Auf die Frage seiner Freundin Astrid, warum er nicht – wie allen anderen im Dorf – den Drache getötet hat, sagte er: „Ich konnte nicht und ich wollte nicht.“
Dieser Satz macht für mich den entscheidenden Wendepunkt aus. Einen Wendepunkt, den ich auch im Zusammenleben mit Lukas erlebt habe. Ich habe einige Monate versucht, so mit ihm umzugehen, wie ich es gelernt hatte. Mit Druck und in dem Gedanken, ihm ja nichts „durchgehen“ zu lassen und immer meinen Willen durchzusetzen, weil er mir sonst auf der Nase herumtanzen würde. Es hat aus vielen Gründen nicht funktioniert. Ich konnte den Druck bei ihm nicht immer weiter erhöhen, weil ich ihm nicht wehtun wollte. Ich konnte nicht und ich wollte nicht. Also haben wir eine andere Form des Umgangs miteinander gefunden.
Für meine Tochter ist es vollkommen logisch, dass ich Lukas mitentscheiden lasse und dass ich seine Wünsche ernst nehme. Wenn er grasen möchte, darf er das. Wenn er eine Pause braucht, bekommt er sie. Wenn er etwas nicht möchte, machen wir das nicht. Sie findet es aber auch faszinierend, dass er die „Macht“, die ich ihm damit gebe, nicht ausnutzt. Dass er freiwillig vom Grasen zurückkommt und wieder mitmacht. Ohne, dass wir ihn dazu gezwungen oder auch nur ermuntert hätten.
Auch wenn ich Menschen davon erzähle, die nichts mit Pferden zu tun haben, finden sie diese Art des Umgangs vollkommen logisch. Sie schütteln verständnislos den Kopf und halten es für verrückt, wenn ich sage, dass der normale Umgang mit Pferden ein anderer ist. Dass sämtliche „Meinung“ des Pferdes ignoriert wird und ein Nein nicht nur manchmal übergangen, sondern systematisch überstimmt wird, damit das Pferd gar nicht erst lernt, dass es Nein sagen könnte.

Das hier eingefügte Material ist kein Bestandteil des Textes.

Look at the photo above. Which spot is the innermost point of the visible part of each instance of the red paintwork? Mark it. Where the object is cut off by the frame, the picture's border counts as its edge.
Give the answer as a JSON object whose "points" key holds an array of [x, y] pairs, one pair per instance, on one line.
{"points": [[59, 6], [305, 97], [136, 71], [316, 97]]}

Doch auch ich fand es mal normal, dass Pferde das machen müssen, was der Mensch von ihnen will, andernfalls sind sie faul oder aggressiv oder wild. Als ob ein Pferd grundsätzlich dumm und selbstzerstörerisch wäre. Auch ich habe Lukas angetrieben, wenn er im Roundpen nicht traben oder galoppieren wollte, ohne zu hinterfragen, warum er das nicht macht. Es war eben normal. Die Stimme im Hinterkopf war leicht zu ignorieren. Ich habe mich selbst für inkonsequent gehalten, wenn ich sein „Nein“ akzeptiert habe und mir manchmal sogar Vorwürfe deswegen gemacht.
Diese Zeit ist noch gar nicht so lange her.

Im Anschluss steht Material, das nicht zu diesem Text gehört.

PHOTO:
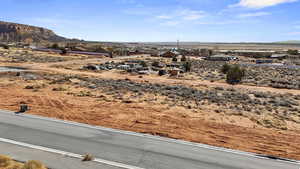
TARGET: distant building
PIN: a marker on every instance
(169, 54)
(221, 58)
(205, 52)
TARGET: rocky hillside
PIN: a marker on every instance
(13, 32)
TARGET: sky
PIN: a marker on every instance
(161, 20)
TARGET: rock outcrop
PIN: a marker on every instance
(13, 32)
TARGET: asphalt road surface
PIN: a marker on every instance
(128, 148)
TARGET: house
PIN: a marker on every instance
(169, 54)
(221, 58)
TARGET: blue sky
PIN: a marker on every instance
(161, 20)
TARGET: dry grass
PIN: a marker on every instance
(8, 163)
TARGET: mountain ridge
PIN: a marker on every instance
(15, 32)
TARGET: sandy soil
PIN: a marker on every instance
(176, 122)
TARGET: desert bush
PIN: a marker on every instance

Und jetzt? Jetzt gehen wir sanft und freundlich miteinander um. Unser größtes Problem beim Training heute war, dass meine Tochter und ich irgendwann aufhören wollten, Lukas aber einfach auf dem abgeräumten Roundpen stehen geblieben ist und uns angesehen hat, als wollte er fragen: „Warum hört ihr schon auf? Es war doch gerade so lustig.“
Ich bin jedenfalls froh, dass wir jetzt da sind, wo wir sind. Ich würde mir nur wünschen, mehr Pferdemenschen würden diese Erkenntnisse ebenfalls haben und der gleichberechtigte Ansatz würde sich durchsetzen.